I give a fuck because it is going to change my life (and yours) on a massive scale. When im sitting in a cold house because I cannot afford to heat it. Carbon taxes have taken all my extra cash, there are no jobs, and the rich continue to live in extreme luxery.
Of course pollution should be reduced, but charging the man on the street trillions in carbon taxes and promoting a false argument is not the way to go about it.
bigness, thanks for your take on this topic. I agree - carbon is only one part of an overall massive destruction of planet resources that we need to curb. The bickering about carbon is just one more distraction from a much bigger problem.
zoolander, there won't be jobs/homes etc. for anyone if all the oceans go barren, all the bees die, and all the soil is salty. Overfishing, collapsing monocultures, and desertification are all happening NOW.

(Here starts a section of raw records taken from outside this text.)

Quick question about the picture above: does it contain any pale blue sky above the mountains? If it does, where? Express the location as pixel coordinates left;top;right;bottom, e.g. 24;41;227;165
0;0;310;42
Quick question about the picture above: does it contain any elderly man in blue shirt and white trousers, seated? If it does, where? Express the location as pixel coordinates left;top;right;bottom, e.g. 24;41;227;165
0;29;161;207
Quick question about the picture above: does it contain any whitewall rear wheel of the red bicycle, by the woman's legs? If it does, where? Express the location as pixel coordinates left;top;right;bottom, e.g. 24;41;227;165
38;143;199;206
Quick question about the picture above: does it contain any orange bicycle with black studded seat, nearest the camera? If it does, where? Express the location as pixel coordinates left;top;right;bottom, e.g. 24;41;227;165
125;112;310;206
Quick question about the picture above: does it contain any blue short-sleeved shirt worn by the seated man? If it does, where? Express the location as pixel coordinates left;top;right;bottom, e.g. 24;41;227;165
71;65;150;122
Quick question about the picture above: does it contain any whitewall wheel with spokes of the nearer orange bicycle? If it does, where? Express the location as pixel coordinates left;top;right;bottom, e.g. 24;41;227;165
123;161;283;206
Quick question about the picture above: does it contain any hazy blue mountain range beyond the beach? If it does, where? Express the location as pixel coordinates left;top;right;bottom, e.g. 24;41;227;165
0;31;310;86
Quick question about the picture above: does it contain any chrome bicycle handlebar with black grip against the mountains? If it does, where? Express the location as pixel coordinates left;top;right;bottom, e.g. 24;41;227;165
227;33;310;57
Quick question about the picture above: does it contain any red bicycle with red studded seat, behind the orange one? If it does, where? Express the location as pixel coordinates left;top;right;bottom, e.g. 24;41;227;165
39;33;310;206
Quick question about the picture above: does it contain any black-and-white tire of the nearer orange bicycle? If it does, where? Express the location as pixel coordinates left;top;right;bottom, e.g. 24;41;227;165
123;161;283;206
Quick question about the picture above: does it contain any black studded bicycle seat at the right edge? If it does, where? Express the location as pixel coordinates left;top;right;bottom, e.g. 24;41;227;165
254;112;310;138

Zoolander, your hysteria about carbon taxes is, while rather classist and selfish, also about the fact that indeed we could see green becoming the basis of the next speculative bubble. Nevertheless, in the context of BDs position, that's not exactly relevant to the central problem of dealing creatively as designers and creating a discussion based on actual research around the tensions of the environment. Putting your hand up to block the sun isn't gonna make the sun go away. The point about this unfolding story is that there is scientific proof, which should never be confused with absolute, capital T truth (you are kidding yourself if you think any knowledge is ever complete), and then we have architecture ayatollahs that seem bent on blockading proof in favor of their politics while swaying architects away from actually addressing the issue.
I would love to see Glancey take his position onto the Guardian. He would be wraked over the coals.
LB,
Bees are dying at an alarming rate.
A lot of evidence points to the massive amounts of pesticide and other chemicals sprayed over crops and also GM food as being the primary cause of this problem.
As you know, with no bees pollonation is greatly reduced.
Yet again this problem is not caused by the innocent man on the street (who is always blamed and has to pay the big $$ to correct the fault), but by scientists playing God as usual.
Rid the world of scientists and the world would be a much better place.
In the past 15 years I have seen not progressive steps by science by things gradually getting worse. One example is these new low energy light bulbs which are more harmful to the environment than the old style. The new ones cost 10 times the prices, last no longer and produce a poor quality of light, yet by law I cannont by the old ones.
Another con.
Derek
zoolander, scientists made the internet.
zoolander,
this may be the most asinine statement of the year
Rid the world of scientists and the world would be a much better place
scientists don't make policy. you seem to be confusing science with industry-driven policy.
the new low energy light bulbs are not more harmful than the older ones, if looking at full energy cycle.
even with the miniscule amount of mercury contained within them (which can be recaptured if disposed of properly) AND the amount of mercury released by burning coal to power CFLs, it is still less than 1/2 of the mercury emitted by burning coal to power incandescents. not to mention the significant energy reductions, which result in savings of tens of billions of dollars per year in the u.s. alone.
by law, you can't buy the old ones because there were 1-2% efficient. however, incandescents weren't outlawed, just inefficient ones. there have been a number of breakthroughs in the last few years on efficient incandescents.
what still needs a ton of work, and this can be said for almost every industry, is that the full cycle needs to be looked at. innovative municipalities (e.g. vancouver's zero waste challenge), design for disassembly and buyback programs will make new technology significantly less harmful than the energy wasting incandescents of yesteryear.